The timing is worth noting. We’ve got Lebanon in a ceasefire that’s already extended once (Trump announced a three-week extension just recently). Gaza is holding its first local elections in two decades without Hamas participating. Israel and Iran-backed forces are in a holding pattern. This is when you’d think the U.S. would be consolidating alliance cohesion, not threatening it.

Instead, we’re watching the opposite.

When Allies Become Subordinates

There’s a historical comparison worth dragging up: the Suez Crisis of 1956. Britain and France invaded Egypt without telling the United States, and Eisenhower essentially ended the invasion through economic pressure—freezing sterling, threatening to block International Monetary Fund support. Allies learned a lesson about going rogue.

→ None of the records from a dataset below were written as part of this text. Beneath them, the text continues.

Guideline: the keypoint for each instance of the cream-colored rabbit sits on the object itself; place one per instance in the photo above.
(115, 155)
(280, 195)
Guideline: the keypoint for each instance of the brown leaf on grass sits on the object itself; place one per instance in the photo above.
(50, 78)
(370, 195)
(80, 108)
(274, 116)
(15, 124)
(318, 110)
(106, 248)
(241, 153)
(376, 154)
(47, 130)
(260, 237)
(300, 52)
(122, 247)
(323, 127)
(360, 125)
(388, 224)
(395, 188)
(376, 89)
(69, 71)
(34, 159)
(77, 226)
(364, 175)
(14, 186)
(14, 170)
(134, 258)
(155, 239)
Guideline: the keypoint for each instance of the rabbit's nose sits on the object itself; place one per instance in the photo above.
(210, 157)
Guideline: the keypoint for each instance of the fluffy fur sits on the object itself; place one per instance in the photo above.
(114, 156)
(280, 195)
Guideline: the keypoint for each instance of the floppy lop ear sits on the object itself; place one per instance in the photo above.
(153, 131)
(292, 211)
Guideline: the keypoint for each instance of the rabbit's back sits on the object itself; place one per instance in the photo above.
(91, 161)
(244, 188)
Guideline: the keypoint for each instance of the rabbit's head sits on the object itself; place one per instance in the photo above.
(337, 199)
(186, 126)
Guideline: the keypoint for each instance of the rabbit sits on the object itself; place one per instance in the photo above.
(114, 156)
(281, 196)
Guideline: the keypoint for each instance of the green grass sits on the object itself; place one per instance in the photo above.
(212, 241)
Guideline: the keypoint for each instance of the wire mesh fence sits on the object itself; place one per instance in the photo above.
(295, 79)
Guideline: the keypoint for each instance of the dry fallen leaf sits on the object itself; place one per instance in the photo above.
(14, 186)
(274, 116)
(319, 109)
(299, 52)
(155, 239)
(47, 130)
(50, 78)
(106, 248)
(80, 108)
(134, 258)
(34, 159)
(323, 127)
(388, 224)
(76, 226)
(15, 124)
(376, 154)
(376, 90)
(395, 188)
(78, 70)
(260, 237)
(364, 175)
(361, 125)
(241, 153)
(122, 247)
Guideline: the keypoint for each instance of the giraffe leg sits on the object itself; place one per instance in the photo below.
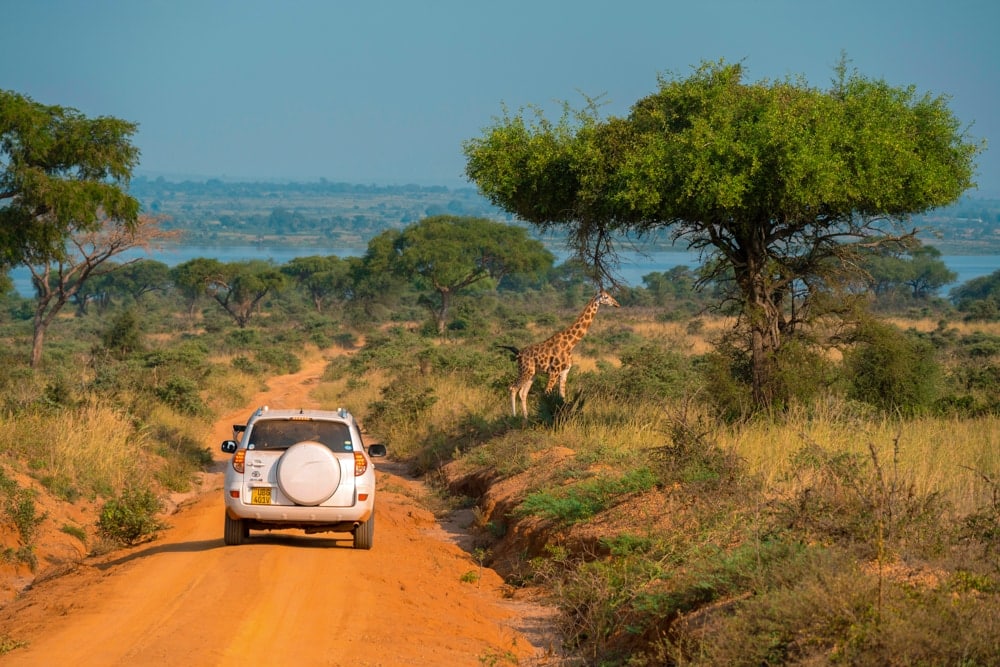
(522, 392)
(562, 382)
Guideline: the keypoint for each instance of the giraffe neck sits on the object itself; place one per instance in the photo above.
(574, 332)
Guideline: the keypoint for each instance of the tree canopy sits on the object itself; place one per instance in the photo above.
(447, 254)
(779, 184)
(60, 173)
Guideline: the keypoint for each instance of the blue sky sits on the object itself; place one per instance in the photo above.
(386, 91)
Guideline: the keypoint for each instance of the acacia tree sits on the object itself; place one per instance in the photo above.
(61, 174)
(778, 184)
(85, 257)
(448, 254)
(239, 287)
(323, 278)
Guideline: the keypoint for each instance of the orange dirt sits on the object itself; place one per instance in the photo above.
(284, 597)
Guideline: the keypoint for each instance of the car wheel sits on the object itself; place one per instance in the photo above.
(364, 534)
(308, 473)
(236, 530)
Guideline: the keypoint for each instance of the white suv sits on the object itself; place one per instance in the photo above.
(304, 469)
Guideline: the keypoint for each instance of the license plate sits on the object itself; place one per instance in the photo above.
(260, 495)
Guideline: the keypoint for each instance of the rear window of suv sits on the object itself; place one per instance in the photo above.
(283, 433)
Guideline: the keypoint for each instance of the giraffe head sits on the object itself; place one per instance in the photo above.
(605, 299)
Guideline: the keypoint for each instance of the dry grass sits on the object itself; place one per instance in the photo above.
(92, 449)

But that was punishment after the fact for unauthorized action. What we’re seeing with Spain is different. It’s preventive coercion for insufficient enthusiasm about someone else’s war. One is disciplining an ally for defying you. The other is disciplining an ally for not being eager enough to do what you want.

The second one corrodes something fundamental. It says alliance membership doesn’t come with the right to dissent on non-core issues. It says burden-sharing is only acceptable if it comes with ideological alignment.

My prediction: if this policy gets implemented, you’ll see a measurable shift in European defense spending redirecting away from NATO-integrated structures. Not immediately. Not loudly. But the incentives just changed. Why fully integrate your military command with an alliance that might suspend you for policy disagreements?

The Sideshow That Reveals Everything

Meanwhile, we’ve got Kenyan President William Ruto mocking Nigerian English on the international stage, and absolutely nobody is treating this as a big deal diplomatically. He’s essentially saying Nigeria—Africa’s largest economy and most powerful military—speaks poorly, speaks in ways that are “hard to understand.”

This is a small moment that tells you something about how normal it’s become to insult allies in public. It wouldn’t have been permissible in the Cold War. It wouldn’t have been permissible in the early 2000s. Now? It barely registers as news.

When allied leaders start mocking each other, you’re in a different era. It’s not just that the alliance is fraying. It’s that the social contract—the basic agreement that you maintain some dignity and respect for your partners—has already degraded.

From below of various flags on flagpoles located in green park in front of entrance to the UN headquarters in Geneva Photo by Mathias Reding / Pexels

What I’m Watching

The Spain suspension timeline. If the Pentagon email was a trial balloon, we’ll see signals within six months. Watch for any formal NATO statements about “reassessing” Spain’s contributions, or any language tying alliance benefits to specific Iran policy commitments. That would tell you this wasn’t a wayward memo—it was strategy.

European Defense Fund spending patterns. Within the next budget cycle (most EU nations finalize defense budgets by Q2), watch whether European countries start funding standalone European command structures rather than NATO-integrated ones. A shift above 10% reallocation would suggest real hedging against American unreliability.

The next NATO disagreement over Iran or regional policy. It’s coming. Maybe it’s about Syria, maybe it’s about Iraq, maybe it’s something we haven’t predicted. Watch how the United States frames it rhetorically. If you hear language about “alliance responsibilities” or “commitment tests,” you’re watching the coercion model get normalized. If you hear language about “finding common ground,” the moment passed and this was contained.

Trump’s second term NATO engagement pattern. Does he rebuild the relationship with a softer touch, or does he double down on the leverage playbook? The Spain situation is almost certainly not a one-off if the administration sees it as an effective tool. Watch for similar threats or pressure on other NATO members with dissenting views.

The alliance held together through the Soviet collapse, through Iraq, through Libya, through a thousand moments where members disagreed. It survived because the cost of leaving was higher than the cost of tolerating disagreement. We’re in the process of changing that equation. Once you do, you can’t un-change it.